Mercosur trade deal faces growing resistance in Europe

A potential deal between Europe and the South American Mercosur bloc countries is facing increasing opposition in Europe.

It is understood that an increasing number of Member States are against a deal which could see European agriculture under threat with environmental and animal welfare measures the key stumbling blocks.

While a European impact assessment is not due until September, it is understood that around 19 Member States could be against the deal. A number of sources in Europe have said that the current drive to secure a Mercosur deal is motivated by trade and politically, but it is unlikely to be backed by a majority of Member States over concerns around the impact on agriculture, as well as environmental and animal welfare concerns.

Nine countries in Europe, including Ireland, have said they are concerned about agriculture, while around 10 others are believed to be supportive that a deal does not go ahead.

Meanwhile, on his first visit to Brussels following his election this week, IFA President Joe Healy strongly criticised the EU Commission’s approach to the Mercosur trade talks with South American countries and insisted that no offers are made on increased access to the European market for sensitive products, including beef.

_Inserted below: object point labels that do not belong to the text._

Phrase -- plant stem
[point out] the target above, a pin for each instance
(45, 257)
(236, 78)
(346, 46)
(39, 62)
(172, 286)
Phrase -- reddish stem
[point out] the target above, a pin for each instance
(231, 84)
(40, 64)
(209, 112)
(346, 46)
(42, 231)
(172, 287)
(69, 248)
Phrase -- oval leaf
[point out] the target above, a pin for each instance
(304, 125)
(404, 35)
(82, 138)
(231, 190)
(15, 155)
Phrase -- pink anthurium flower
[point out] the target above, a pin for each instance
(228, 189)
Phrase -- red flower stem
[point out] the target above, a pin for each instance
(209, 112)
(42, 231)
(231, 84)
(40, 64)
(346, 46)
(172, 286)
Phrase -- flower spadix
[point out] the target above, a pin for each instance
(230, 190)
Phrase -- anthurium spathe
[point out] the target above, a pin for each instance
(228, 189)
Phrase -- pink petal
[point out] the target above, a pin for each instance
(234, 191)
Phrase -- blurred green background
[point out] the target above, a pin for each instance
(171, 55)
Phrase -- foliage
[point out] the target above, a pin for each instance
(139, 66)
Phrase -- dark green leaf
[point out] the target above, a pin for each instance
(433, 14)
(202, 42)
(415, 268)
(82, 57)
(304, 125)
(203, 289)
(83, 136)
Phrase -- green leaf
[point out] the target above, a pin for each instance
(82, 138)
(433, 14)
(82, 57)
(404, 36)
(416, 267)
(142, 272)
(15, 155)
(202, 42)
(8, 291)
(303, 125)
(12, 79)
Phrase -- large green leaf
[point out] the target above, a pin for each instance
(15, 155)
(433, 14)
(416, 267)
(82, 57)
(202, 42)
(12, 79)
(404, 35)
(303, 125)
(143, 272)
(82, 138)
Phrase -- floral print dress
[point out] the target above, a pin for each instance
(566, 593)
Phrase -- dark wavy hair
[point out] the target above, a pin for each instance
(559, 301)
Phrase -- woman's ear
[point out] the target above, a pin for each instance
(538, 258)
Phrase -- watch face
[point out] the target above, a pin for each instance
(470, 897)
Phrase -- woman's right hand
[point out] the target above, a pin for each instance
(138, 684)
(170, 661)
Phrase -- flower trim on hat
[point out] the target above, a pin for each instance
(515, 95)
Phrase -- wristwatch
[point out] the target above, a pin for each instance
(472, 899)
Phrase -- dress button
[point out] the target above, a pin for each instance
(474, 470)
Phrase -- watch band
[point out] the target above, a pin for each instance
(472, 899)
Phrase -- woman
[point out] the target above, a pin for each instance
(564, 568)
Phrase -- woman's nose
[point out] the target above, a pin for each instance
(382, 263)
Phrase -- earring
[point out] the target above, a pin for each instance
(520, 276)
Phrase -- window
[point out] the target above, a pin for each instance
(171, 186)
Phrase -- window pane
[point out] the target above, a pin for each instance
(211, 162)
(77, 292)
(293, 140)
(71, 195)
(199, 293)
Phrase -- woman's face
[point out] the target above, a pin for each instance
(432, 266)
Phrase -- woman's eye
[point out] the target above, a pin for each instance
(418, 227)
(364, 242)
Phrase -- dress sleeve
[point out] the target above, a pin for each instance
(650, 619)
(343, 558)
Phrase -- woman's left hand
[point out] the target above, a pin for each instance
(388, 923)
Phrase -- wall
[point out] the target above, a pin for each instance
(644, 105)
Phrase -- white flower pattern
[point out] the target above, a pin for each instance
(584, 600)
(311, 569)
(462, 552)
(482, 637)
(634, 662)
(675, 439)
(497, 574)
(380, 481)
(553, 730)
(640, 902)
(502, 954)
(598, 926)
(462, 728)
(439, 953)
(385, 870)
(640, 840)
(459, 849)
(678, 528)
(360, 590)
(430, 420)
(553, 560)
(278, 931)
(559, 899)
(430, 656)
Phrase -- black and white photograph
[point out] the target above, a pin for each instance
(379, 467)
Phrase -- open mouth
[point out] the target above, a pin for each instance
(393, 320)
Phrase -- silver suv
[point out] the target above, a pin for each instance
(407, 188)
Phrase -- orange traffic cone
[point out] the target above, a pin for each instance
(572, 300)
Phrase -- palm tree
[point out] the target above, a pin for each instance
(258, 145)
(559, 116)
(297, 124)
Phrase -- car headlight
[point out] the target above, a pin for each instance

Healy said Irish and European farmers were outraged at the draft offer put forward to Member States by Trade Commissioner Cecilia Malmström which would give Mercosur a new tariff rate quota providing additional access for 78,000t of beef, on top of the preferential access they already have, under which an estimated 180,000t of steak cuts were imported in 2015.

The IFA President pointed out that, with 39,000t of the EU draft offer in the form of high value cuts, this would mean giving the South American countries over one third of the 600,000t EU market for steak cuts.

“This would be a total sell out of Irish and European livestock farmers, with no gains for European agriculture. Farmers in sensitive sectors are being sacrificed for the benefit of European industry and services.”

Joe Healy stressed that previous analysis by the European Commission had shown that a Mercosur deal would inflict losses of €7.8 billion on the EU agriculture sector.